#COVID-19: Rethinking our understanding on vaccine hesitancy
The first batch of both the Pfizer and Moderna COVID-19 vaccines are here, being distributed to priority groups like nursing homes, healthcare workers, as well as remote Indigenous communities. As additional shipments arrive, a comprehensive communication and vaccine distribution program will be a necessity.
Over the coming months, Canada will have to quickly immunize its 37.7 million citizens, all within an environment of incomplete information, vaccine hesitancy and differential access to health and social supports. To do that, we must act upon the truths about equity, diversity, decision-making and health system logistics that the pandemic laid bare.
To succeed, Canada’s immunization strategy will have to lean on influential community leaders, family doctors and public health.
Communities consisting of predominantly immigrant, ethnic or other marginalized citizens have been hardest hit by the pandemic. This is no surprise. These groups do not have the same access to health and social supports like income stability, job stability, housing stability, stable childcare/eldercare.
Canada is one of the most diverse countries in the world, with immigrants comprising 20-50% of many cities. I grew up in Thorncliffe Park, a densely populated neighbourhood in east Toronto. 89% of the population lives in high-rise apartment rentals. The majority are well-educated, visible minorities who immigrated to Canada. Household incomes average $50,000/ year. Crowded buses, crowded homes, crowded parks were the norm as were cultural practices based on the primacy of relationships with extended family, religious and social leaders. I grew up surrounded by other voices, other cultures, other religions, other ways of living and learning.
Having since studied and worked in different communities, from the remote northern Cree community of Moose Factory to the ocean-side Maritime city of Halifax to the multi-cultural hustle of Scarborough to the spacious, spare beauty of Calgary and so on, I appreciate the uniqueness of each. To me, Canada is more than hockey and maple syrup.
Why does Canada’s diversity matter to a vaccination program?
Vaccine hesitancy is a significant issue with only 57.5% of Canadians very likely to get a COVID-19 vaccine. Factors associated with hesitancy include younger age, lower education level and immigration. In fact, immigrants represent one-third of healthcare workers in Canada, with the number rising to 79% in cities like Toronto. So not surprisingly, even among healthcare workers, 45% expressed hesitancy. Concerns centred on vaccine efficacy, safety and the speed of vaccine development.
Clear, reliable information about the vaccine should be relayed via multiple channels, using multi-lingual, culturally appropriate and highly-accessible strategies to support decision-making.
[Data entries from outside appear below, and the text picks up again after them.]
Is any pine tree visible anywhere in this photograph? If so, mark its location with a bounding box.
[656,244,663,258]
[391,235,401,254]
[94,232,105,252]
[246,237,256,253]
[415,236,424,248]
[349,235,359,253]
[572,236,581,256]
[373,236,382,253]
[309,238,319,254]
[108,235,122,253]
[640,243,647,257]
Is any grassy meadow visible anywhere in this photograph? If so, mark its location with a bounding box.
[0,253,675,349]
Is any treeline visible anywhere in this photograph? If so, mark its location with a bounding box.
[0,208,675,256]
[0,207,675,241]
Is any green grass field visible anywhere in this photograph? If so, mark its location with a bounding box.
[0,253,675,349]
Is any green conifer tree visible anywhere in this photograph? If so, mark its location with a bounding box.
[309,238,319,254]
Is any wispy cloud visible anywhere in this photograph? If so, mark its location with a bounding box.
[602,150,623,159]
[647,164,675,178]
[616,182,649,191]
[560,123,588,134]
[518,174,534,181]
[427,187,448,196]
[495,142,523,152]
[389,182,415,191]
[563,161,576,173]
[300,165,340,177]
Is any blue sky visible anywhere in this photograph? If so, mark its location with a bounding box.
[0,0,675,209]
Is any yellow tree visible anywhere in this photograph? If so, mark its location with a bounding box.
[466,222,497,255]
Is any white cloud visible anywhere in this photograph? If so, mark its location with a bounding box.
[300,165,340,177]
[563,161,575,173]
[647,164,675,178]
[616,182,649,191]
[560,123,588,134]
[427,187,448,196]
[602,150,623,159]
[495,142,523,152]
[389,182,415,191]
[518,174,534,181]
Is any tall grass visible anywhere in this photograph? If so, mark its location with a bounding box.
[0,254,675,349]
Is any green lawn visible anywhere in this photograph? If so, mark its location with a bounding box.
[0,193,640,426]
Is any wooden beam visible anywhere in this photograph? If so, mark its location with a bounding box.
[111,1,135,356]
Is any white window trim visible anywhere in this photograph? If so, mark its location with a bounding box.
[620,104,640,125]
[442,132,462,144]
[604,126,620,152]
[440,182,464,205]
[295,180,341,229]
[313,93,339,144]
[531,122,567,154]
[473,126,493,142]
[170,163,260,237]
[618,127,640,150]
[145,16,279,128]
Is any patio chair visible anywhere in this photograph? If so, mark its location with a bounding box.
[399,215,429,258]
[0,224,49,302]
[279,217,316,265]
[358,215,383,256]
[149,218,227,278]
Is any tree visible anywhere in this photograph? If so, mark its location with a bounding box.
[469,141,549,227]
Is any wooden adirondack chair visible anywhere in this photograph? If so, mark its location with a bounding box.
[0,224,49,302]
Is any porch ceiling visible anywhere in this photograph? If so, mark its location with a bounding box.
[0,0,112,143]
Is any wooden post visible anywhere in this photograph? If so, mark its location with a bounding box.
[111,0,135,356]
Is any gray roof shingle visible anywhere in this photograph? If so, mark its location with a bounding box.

84% of Canadians trust their physician’s advice, so family doctors can influence vaccine hesitancy. However, health information is still sought from social networks, extended families and religious leaders, as well as internet searches including social media before contact is made with physicians — especially among immigrants. Despite this, centralized communication systems usually do not use influencers closest to citizens, including community organizations and religious leaders, to design and disseminate key information.
Previous experiences with government and healthcare impacts how highly citizens rank information from Canada’s medical officers of health. In 2019, most Canadian immigrants travelled from India, China, Philippines, Nigeria, Pakistan, the US, Syria, Eritrea, South Korea and Iran. Many governments in Asia and Africa struggle with transparency and trust. Health care in these regions are often available only to the privileged few. Immigration aside, even Canadian-born Indigenous, Black and other people of colour have suffered institutionalized racism . All this impacts what and who is trusted.
A strategy using the expertise and reach of religious leaders, community influencers and family doctors will be more persuasive and relevant, and will improve vaccine uptake.
A similar decentralized strategy navigating the logistics of vaccine distribution is necessary. Local networks between family physicians and public health should be allowed the authority and funding to co-design locally relevant vaccine distribution programs.
After all, family doctors are more geographically accessible than hospitals for many citizens. Even during lockdowns in hard-hit provinces like Ontario, 96% of family physician offices continued to provide care.
Limited supplies of the vaccines require infrastructure to identify and track priority populations, necessitating access to a person’s medical and social history. Family doctors routinely record this information because community-based family medicine by nature is comprehensive, continuous, first-contact and person-centered.
Decades of experience have refined the approach family doctors use for vaccinations, even those requiring multi-dose regimens for infants, children and adults. Family physician offices are experts in identifying those in need, administering vaccines, managing side effects, tracking immunizations and calling patients back for booster doses. Both the Pfizer and Moderna vaccines require two doses to reach maximal efficacy. Evidence shows that, outside school settings, tracking vaccine administration, telephone call-backs and relationships with family doctors improve the uptake of multi-dose vaccination programs.
The COVID-19 vaccines hold the promise of moving beyond a pandemic reality. To reach that reality will require not only learning from the lessons of the past, but acting on them in innovative, community-based ways.